Liquid AI Releases LFM2.5-VL-450M: A 450M Parametric Language Vision Model with Bounding Box Prediction, Multilingual Support, and Sub-250ms Edge Inference

Liquid AI recently released the LFM2.5-VL-450M, an updated version of its previous LFM2-VL-450M vision language model. The new release introduces the prediction of the binding box, the following advanced instructions, the extended understanding of many languages, and the support of calling – all within the 450M parameter-a parameter designed to work directly on the edge hardware from embedded AI modules such as NVIDIA Jetson Orin, to small PC-PC APUs such as AMD Ryzen AI Max+ 395, similar to Snapdragon Samsung 8 inside the phone.

What is a Visual Language Model and Why Model Size Matters
Before diving in, it helps to understand what a visual language model (VLM) is. VLM is a model that can process both images and text together — you can send an image and ask questions about it in natural language, and it will respond. Most large VLMs require large GPU memory and cloud infrastructure to run. That’s a problem for real-world deployment scenarios like warehouse robots, smart glasses, or retail shelf cameras, where computing is limited and latency must be minimal.

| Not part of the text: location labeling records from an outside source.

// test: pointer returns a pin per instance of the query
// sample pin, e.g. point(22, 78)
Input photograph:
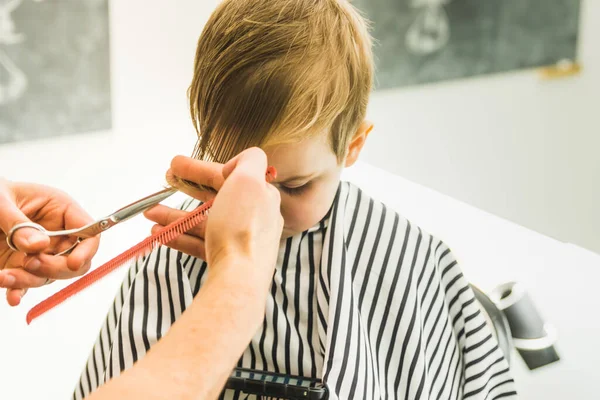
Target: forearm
point(197, 355)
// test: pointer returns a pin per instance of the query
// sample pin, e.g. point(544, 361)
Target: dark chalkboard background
point(485, 36)
point(65, 57)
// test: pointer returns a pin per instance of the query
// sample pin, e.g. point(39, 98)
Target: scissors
point(99, 226)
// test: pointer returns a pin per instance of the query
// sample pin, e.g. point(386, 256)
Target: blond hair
point(274, 71)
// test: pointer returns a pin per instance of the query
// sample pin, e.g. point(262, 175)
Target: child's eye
point(295, 191)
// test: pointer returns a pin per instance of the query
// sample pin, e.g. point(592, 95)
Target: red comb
point(145, 247)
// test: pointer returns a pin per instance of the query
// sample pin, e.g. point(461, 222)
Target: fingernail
point(33, 264)
point(35, 238)
point(8, 280)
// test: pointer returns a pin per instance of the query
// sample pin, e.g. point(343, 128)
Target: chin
point(288, 233)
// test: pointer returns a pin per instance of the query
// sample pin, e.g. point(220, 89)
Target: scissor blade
point(141, 205)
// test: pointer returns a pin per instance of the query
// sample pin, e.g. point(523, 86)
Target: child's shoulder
point(362, 209)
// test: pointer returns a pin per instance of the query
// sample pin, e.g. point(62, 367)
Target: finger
point(11, 215)
point(53, 267)
point(164, 215)
point(192, 189)
point(252, 161)
point(18, 278)
point(186, 244)
point(14, 296)
point(205, 176)
point(83, 253)
point(30, 240)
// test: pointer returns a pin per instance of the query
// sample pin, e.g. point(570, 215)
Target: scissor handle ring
point(11, 233)
point(9, 237)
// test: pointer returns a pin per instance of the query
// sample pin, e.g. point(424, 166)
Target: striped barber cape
point(365, 300)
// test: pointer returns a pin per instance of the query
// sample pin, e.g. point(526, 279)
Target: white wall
point(152, 49)
point(519, 147)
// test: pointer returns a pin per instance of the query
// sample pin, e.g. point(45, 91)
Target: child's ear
point(358, 142)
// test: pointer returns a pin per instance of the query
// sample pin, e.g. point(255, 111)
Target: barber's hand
point(203, 173)
point(245, 224)
point(35, 263)
point(250, 164)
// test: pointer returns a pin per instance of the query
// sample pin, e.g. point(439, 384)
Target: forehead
point(309, 156)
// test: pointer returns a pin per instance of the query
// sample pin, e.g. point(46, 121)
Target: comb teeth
point(142, 249)
point(145, 247)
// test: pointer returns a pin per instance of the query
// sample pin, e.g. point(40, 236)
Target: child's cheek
point(303, 212)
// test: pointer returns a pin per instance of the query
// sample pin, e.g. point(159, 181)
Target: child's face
point(308, 175)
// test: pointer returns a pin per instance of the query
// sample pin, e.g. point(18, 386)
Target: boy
point(360, 297)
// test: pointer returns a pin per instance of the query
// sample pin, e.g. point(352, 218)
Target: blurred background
point(479, 137)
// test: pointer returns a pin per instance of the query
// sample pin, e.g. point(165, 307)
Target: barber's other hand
point(35, 263)
point(245, 223)
point(247, 203)
point(202, 173)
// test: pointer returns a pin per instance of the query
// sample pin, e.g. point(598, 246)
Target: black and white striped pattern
point(364, 300)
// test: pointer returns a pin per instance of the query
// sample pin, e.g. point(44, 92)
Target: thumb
point(252, 161)
point(28, 240)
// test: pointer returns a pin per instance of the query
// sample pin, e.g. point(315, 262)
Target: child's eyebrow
point(298, 178)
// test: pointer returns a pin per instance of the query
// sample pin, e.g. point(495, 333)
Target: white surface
point(153, 48)
point(510, 144)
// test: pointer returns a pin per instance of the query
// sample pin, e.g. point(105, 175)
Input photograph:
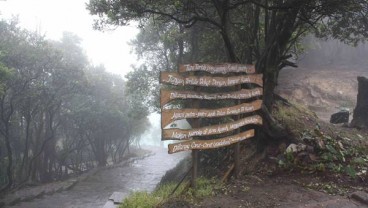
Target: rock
point(117, 197)
point(340, 117)
point(296, 148)
point(360, 196)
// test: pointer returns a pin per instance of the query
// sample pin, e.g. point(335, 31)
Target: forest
point(59, 114)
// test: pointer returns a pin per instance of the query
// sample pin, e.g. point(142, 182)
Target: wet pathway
point(95, 190)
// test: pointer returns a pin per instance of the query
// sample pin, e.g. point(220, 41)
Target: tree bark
point(360, 115)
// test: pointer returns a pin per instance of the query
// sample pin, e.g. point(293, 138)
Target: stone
point(360, 196)
point(117, 197)
point(296, 148)
point(340, 117)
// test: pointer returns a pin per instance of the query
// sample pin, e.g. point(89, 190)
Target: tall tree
point(267, 28)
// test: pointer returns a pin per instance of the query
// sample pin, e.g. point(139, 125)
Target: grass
point(205, 188)
point(332, 149)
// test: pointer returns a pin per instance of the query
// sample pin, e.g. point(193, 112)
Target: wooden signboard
point(178, 134)
point(168, 95)
point(208, 81)
point(168, 116)
point(218, 68)
point(209, 144)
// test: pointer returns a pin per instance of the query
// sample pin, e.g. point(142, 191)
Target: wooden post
point(194, 169)
point(237, 147)
point(195, 159)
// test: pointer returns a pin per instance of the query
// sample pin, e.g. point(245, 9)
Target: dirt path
point(95, 189)
point(257, 192)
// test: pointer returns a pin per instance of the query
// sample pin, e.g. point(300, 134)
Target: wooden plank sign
point(169, 116)
point(218, 68)
point(178, 134)
point(208, 81)
point(168, 95)
point(209, 144)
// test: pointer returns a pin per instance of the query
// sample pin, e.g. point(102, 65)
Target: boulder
point(340, 117)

The LFM2.5-VL-450M is Liquid AI’s answer to this hurdle: a model small enough to fit into edge hardware while supporting a reasonable set of vision and language capabilities.
Construction and Training
The LFM2.5-VL-450M uses the LFM2.5-350M as its language model backbone and the SigLIP2 NaFlex optimized for the 86M architecture as its optical encoder. The context window is 32,768 tokens with a vocabulary size of 65,536.
For image management, the model supports native resolution processing up to 512×512 pixels without upscaling, maintains a standard aspect ratio without distortion, and uses a tiling strategy that divides large images into non-overlapping 512×512 slices while including global context icon image text. Icon encoding is important: without it, tiling will give the model local patches that lack a sense of the whole scene. At runtime, users can tune the image token limit and tile count for speed/quality trading without retraining, which is useful when deploying to all hardware with different computing budgets.

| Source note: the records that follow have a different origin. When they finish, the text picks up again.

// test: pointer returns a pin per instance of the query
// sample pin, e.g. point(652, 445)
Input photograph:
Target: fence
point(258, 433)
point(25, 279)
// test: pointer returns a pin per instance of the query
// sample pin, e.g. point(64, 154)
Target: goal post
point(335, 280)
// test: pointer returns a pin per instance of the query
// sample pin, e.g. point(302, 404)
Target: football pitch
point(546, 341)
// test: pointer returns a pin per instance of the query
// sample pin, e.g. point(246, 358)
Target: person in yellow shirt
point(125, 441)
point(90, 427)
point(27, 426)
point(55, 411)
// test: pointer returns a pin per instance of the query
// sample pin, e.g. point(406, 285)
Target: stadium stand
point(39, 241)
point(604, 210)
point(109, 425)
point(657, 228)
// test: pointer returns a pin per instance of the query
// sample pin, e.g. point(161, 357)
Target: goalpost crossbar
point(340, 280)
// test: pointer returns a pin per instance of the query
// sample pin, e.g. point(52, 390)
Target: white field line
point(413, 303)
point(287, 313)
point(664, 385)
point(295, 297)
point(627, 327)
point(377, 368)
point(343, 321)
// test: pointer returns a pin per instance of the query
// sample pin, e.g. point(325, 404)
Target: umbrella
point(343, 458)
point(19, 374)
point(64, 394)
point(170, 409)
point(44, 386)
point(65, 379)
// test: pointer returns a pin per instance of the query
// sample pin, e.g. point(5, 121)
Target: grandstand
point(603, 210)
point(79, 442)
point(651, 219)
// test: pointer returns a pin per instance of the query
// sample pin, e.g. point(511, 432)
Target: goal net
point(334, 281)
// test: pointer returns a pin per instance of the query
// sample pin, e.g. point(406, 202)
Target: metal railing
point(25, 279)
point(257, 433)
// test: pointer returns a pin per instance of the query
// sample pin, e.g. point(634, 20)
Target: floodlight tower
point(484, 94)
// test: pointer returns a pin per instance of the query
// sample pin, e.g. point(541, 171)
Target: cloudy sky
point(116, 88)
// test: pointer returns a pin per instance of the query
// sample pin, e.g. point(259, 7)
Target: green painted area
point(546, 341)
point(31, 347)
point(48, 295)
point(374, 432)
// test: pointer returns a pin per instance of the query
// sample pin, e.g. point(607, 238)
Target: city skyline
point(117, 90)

The recommended production parameters from Liquid AI are temperature=0.1, min_p=0.15again repetition_penalty=1.05 in writing, and min_image_tokens=32, max_image_tokens=256again do_image_splitting=True vision input.

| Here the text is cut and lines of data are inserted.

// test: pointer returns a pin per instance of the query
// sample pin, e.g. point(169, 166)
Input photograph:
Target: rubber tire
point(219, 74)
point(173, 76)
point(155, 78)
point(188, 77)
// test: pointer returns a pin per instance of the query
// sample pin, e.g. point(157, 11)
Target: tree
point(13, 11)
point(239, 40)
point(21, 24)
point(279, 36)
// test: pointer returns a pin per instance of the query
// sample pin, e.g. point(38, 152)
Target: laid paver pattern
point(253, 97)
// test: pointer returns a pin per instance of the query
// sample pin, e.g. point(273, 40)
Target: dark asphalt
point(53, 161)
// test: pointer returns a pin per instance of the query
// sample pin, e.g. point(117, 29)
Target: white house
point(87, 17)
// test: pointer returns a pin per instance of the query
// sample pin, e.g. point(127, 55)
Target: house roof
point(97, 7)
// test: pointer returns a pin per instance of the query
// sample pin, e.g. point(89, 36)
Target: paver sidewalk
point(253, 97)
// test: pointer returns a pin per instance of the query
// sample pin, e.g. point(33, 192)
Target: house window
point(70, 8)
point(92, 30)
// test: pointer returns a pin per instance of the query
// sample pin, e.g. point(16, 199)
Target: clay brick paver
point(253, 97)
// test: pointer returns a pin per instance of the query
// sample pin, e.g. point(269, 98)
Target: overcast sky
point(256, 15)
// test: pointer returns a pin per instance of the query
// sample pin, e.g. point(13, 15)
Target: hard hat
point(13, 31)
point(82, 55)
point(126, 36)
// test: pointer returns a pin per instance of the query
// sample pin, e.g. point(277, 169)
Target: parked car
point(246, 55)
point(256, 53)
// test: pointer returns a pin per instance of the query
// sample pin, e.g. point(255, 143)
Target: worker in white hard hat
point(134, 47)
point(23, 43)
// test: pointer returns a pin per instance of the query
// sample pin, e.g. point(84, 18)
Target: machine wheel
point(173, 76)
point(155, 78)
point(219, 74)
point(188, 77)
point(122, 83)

On the training side, Liquid AI scaled pre-training from 10T to 28T tokens compared to LFM2-VL-450M, followed by post-training using preference settings and reinforcement learning to improve baseline, instruction following, and overall fidelity across vision language tasks.
New Power Over the LFM2-VL-450M
The most important addition is the prediction of the bounding box. The LFM2.5-VL-450M scored 81.28 on the RefCOCO-M, up from zero on the previous model. RefCOCO-M is a visual benchmark that measures how accurately a model can detect an object in an image given a natural language description. Basically, the output of the model is structured JSON with standard coordinates that point to where things are in the scene – not just to describe what’s there, but also to find it. This is very different from pure image coding and enables the model to be applied directly to lines that need to be out of place.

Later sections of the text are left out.